# New handheld XRF for sale



## kmann1969 (Apr 1, 2014)

I have a brand new Brooker Si sorter handheld XRF for sale. The scientist who does there programing is a friend of mine. The company manufactures these right down the road from me in Kenniwick WA, They launched there new model so this model isn't being made anymore.They had enough parts to make 6 more of these. I bought the last two. I only need 1 so im selling the other for 12000. i would trade for Gold or silver in equal value or partial trade. I thought i would offer it to you guys before i e bayed it. its a super simple machine that is extremely accurate and set up for precious metals.
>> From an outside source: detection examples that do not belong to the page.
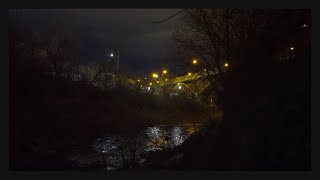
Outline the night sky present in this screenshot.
[9,9,184,73]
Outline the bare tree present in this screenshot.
[173,9,262,104]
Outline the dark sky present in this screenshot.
[10,9,185,72]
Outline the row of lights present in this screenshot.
[138,59,229,85]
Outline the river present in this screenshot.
[68,124,202,171]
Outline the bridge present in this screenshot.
[154,72,213,97]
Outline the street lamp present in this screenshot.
[152,73,159,78]
[192,59,198,64]
[106,49,120,73]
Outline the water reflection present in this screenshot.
[74,124,201,171]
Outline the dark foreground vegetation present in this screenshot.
[10,10,311,170]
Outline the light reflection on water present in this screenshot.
[80,125,201,171]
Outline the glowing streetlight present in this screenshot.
[152,73,159,78]
[192,59,198,64]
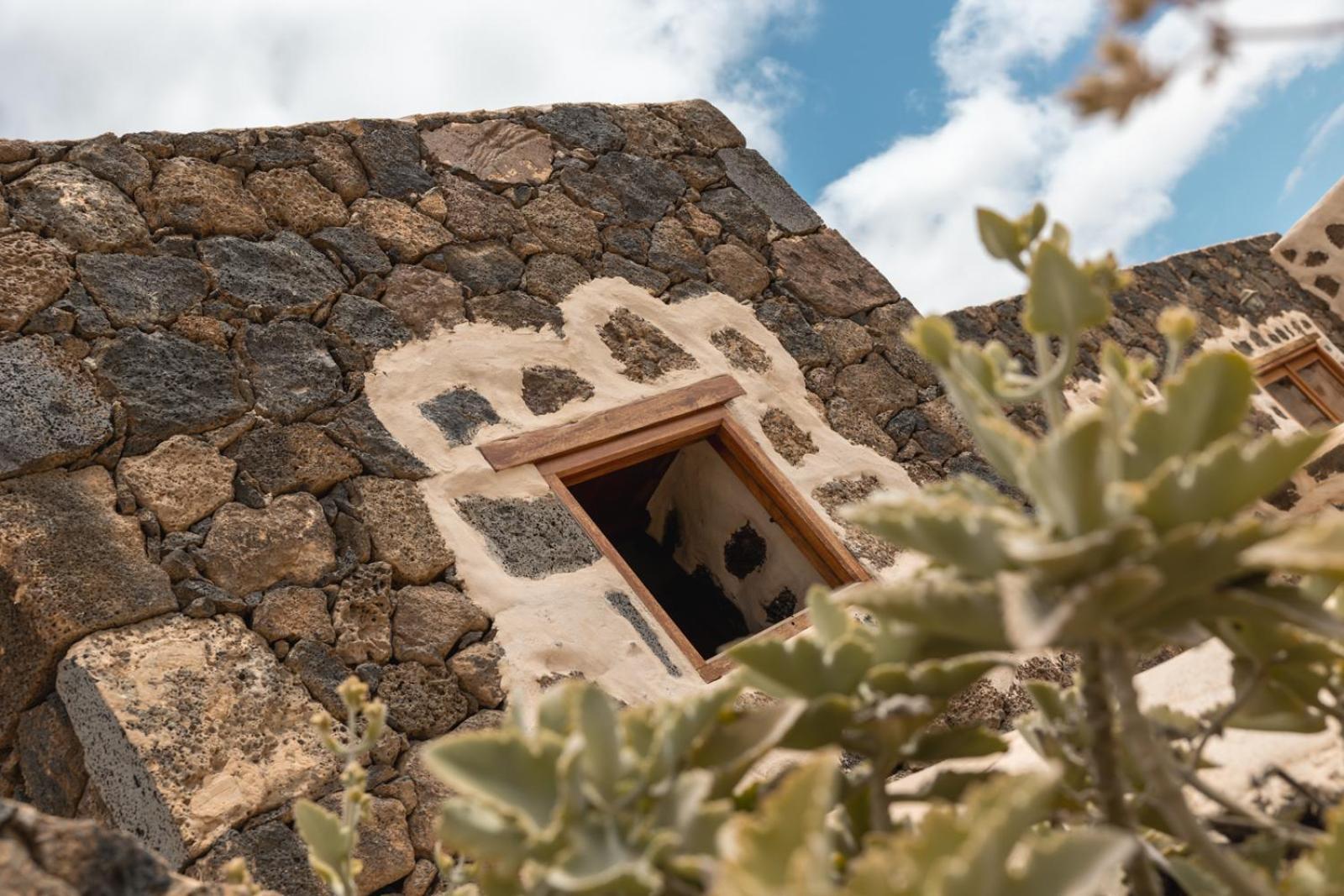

I also had them programmed for mercury. if anybody seriously interested, PM me. you can go to brookers website to read up on it and see pics.

Thanks,
Kevin


----------



## necromancer (Apr 1, 2014)

did you mean "bruker" or "Brooker"


----------



## Palladium (Apr 1, 2014)

http://www.bruker.com/products/x-ray-diffraction-and-elemental-analysis/handheld-xrf.html


----------



## kmann1969 (Apr 1, 2014)

Bruker sorry


----------



## jonn (Apr 1, 2014)

Pm sent


----------



## rabbit (Apr 14, 2014)

still available???


----------